50年前のきょう、岸信介首相とアイゼンハワー大統領が出席して、米ホワイトハウスで、現在の日米安全保障条約への署名が行われた。
これがやがて、60年安保闘争として歴史に残る騒乱につながる。5カ月後には、全学連の学生らが国会に突入。樺(かんば)美智子さんが命を落とした。
戦争が終わってから、まだ15年だった。しかも、当時は米ソ両国による冷戦のまっただ中だ。アジアでは朝鮮戦争は休戦したものの、間もなくベトナム戦争が始まるなど、身近に戦争が感じられる時代だった。
朝日新聞の世論調査では、安保改定で日本が戦争に巻き込まれるおそれが強くなったとの回答が38%もあった。日本の安全を守る方法として、中立国になることを挙げた人も35%いた。
A級戦犯だった岸首相の復古的なイメージや強引な政治手法への反感も強かった。占領以来の鬱屈(うっくつ)したナショナリズムが噴出したとの見方もある。
それから50年、同盟の半世紀は日本社会にとって同盟受容の半世紀でもあった。今や朝日新聞の世論調査では、常に7割以上が日米安保を今後も維持することに賛成している。
冷戦終結後、アジア太平洋地域の安定装置として再定義された日米同盟の役割はすっかり定着した。核やミサイル開発を続ける北朝鮮の脅威や台頭する中国の存在を前に、安保体制の与える安心感は幅広く共有されているといえるだろう。

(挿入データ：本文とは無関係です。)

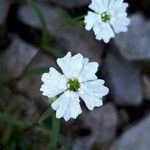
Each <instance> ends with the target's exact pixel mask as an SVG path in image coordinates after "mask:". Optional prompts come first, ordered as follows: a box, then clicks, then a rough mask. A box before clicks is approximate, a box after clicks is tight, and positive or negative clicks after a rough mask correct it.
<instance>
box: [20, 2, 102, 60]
mask: <svg viewBox="0 0 150 150" xmlns="http://www.w3.org/2000/svg"><path fill="white" fill-rule="evenodd" d="M39 4H40V3H39ZM39 6H40V8H41V11H42V12H43V14H44V16H45V20H46V24H47V26H48V30H49V33H50V35H51V34H52V35H53V37H54V38H55V40H56V41H57V43H58V45H56V46H57V47H58V48H59V49H62V51H64V50H66V52H67V51H72V52H73V53H75V54H76V53H79V52H80V53H82V54H83V55H84V56H85V57H88V58H90V60H91V61H92V60H94V61H98V62H99V61H100V57H101V52H102V50H103V47H102V44H101V43H100V42H98V41H96V40H95V37H94V36H93V35H91V34H90V33H89V32H87V31H86V30H85V29H83V28H81V27H79V26H68V25H66V26H63V24H64V22H63V21H64V16H63V14H64V13H63V11H62V9H58V8H55V7H50V6H48V5H44V4H40V5H39ZM19 16H20V20H22V21H23V22H25V23H27V24H29V25H31V26H32V27H36V28H40V27H41V26H40V22H39V19H38V18H37V16H36V15H35V13H34V12H33V10H32V9H31V8H30V7H29V6H28V5H22V6H21V7H20V10H19Z"/></svg>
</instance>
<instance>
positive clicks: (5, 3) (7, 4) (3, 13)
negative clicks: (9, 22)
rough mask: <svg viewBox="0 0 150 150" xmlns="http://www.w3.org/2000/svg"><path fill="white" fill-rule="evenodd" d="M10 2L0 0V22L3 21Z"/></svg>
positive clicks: (6, 12)
mask: <svg viewBox="0 0 150 150" xmlns="http://www.w3.org/2000/svg"><path fill="white" fill-rule="evenodd" d="M9 5H10V2H9V0H0V24H2V23H4V22H5V19H6V17H7V13H8V9H9Z"/></svg>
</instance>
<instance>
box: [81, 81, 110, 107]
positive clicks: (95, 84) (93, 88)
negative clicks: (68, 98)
mask: <svg viewBox="0 0 150 150" xmlns="http://www.w3.org/2000/svg"><path fill="white" fill-rule="evenodd" d="M103 84H104V81H103V80H100V79H99V80H94V81H89V82H85V83H82V85H81V88H80V92H79V95H80V97H81V98H82V99H83V101H84V102H85V104H86V106H87V108H88V109H89V110H93V109H94V107H98V106H101V105H102V104H103V103H102V97H103V96H105V95H106V94H108V91H109V90H108V88H107V87H105V86H103Z"/></svg>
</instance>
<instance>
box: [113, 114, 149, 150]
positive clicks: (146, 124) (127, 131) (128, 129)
mask: <svg viewBox="0 0 150 150" xmlns="http://www.w3.org/2000/svg"><path fill="white" fill-rule="evenodd" d="M149 149H150V115H149V116H148V117H146V118H145V119H143V120H142V121H141V122H139V123H138V124H136V125H134V126H133V127H131V128H130V129H128V130H127V131H125V132H124V133H123V135H121V137H120V138H119V139H118V140H117V141H115V142H114V144H113V145H112V147H111V148H110V150H149Z"/></svg>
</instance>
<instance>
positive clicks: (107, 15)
mask: <svg viewBox="0 0 150 150" xmlns="http://www.w3.org/2000/svg"><path fill="white" fill-rule="evenodd" d="M110 19H111V15H110V13H108V12H107V11H105V12H103V13H101V20H102V21H103V22H105V23H106V22H109V21H110Z"/></svg>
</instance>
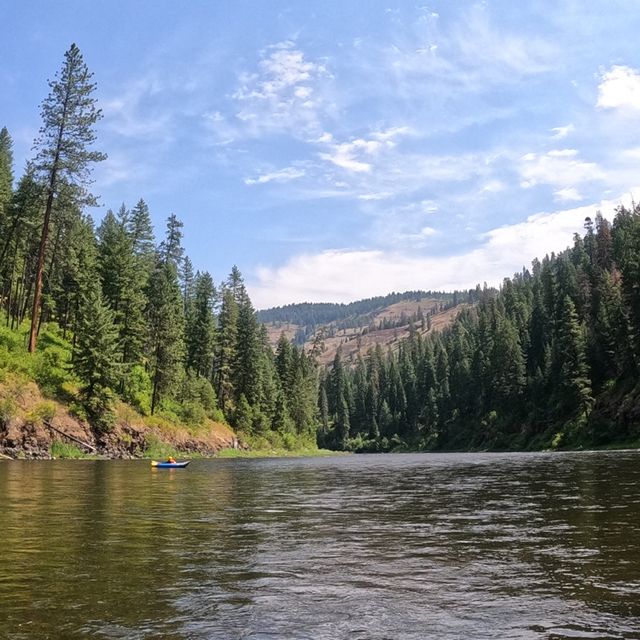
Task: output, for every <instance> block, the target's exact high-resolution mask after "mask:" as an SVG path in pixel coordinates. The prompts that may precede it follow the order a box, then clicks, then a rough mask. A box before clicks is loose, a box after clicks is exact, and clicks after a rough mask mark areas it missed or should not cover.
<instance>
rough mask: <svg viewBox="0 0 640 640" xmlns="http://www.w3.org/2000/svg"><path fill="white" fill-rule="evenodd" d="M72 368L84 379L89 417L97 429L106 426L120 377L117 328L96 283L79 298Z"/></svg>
mask: <svg viewBox="0 0 640 640" xmlns="http://www.w3.org/2000/svg"><path fill="white" fill-rule="evenodd" d="M73 368H74V370H75V372H76V373H77V374H78V377H79V378H80V379H81V380H82V381H83V382H84V387H83V390H82V395H83V398H84V402H85V406H86V408H87V413H88V416H89V418H90V419H91V421H92V422H93V424H94V425H95V426H97V427H98V428H99V429H101V430H108V429H109V428H110V427H111V426H112V424H113V422H114V414H113V402H114V399H115V395H114V393H113V390H114V389H115V388H116V386H117V385H118V382H119V377H120V366H119V347H118V330H117V328H116V326H115V323H114V314H113V311H111V309H110V308H109V307H108V306H107V304H106V303H105V302H104V300H103V299H102V295H101V293H100V289H99V287H96V286H94V287H93V288H92V290H91V291H90V292H89V293H87V294H86V295H85V296H84V298H83V303H82V309H81V320H80V324H79V326H78V330H77V340H76V346H75V350H74V356H73Z"/></svg>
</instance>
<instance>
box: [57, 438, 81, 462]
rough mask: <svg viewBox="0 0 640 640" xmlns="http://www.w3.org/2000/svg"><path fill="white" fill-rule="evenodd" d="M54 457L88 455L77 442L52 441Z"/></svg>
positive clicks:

日本が基地を提供し、自衛隊と米軍が役割を分担して日本の防衛にあたる。憲法9条の下、日本の防衛力は抑制的なものにとどめ、日本が海外で武力行使することはない。在日米軍は日本の防衛だけでなく、抑止力としてアジア太平洋地域の安全に役立つ。
それが変わらぬ日米安保の骨格だ。9条とのセットがもたらす安心感こそ、日米同盟への日本国民の支持の背景にあるのではないか。
米国の軍事行動に日本はどこまで協力すべきか、おのずと限界がある。国論が二分する中でイラクに自衛隊を派遣したが、もし9条という歯止めがなかったら、その姿は復興支援とは異なるものになっていたかもしれない。
アジアの近隣諸国にも、「9条つきの日米同盟」であったがゆえに安心され、地域の安定装置として受け入れられるようになった。
アジアの姿はさらに変わっていく。日米両政府が始めた「同盟深化」の議論では、新しい協力の可能性や役割分担について、日本が主体的に提示する必要がある。米軍基地が集中する沖縄の負担軽減や密約の解明問題も避けて通れない。
しかし、「9条も安保も」という基本的な枠組みは、国際的にも有用であり続けるだろう。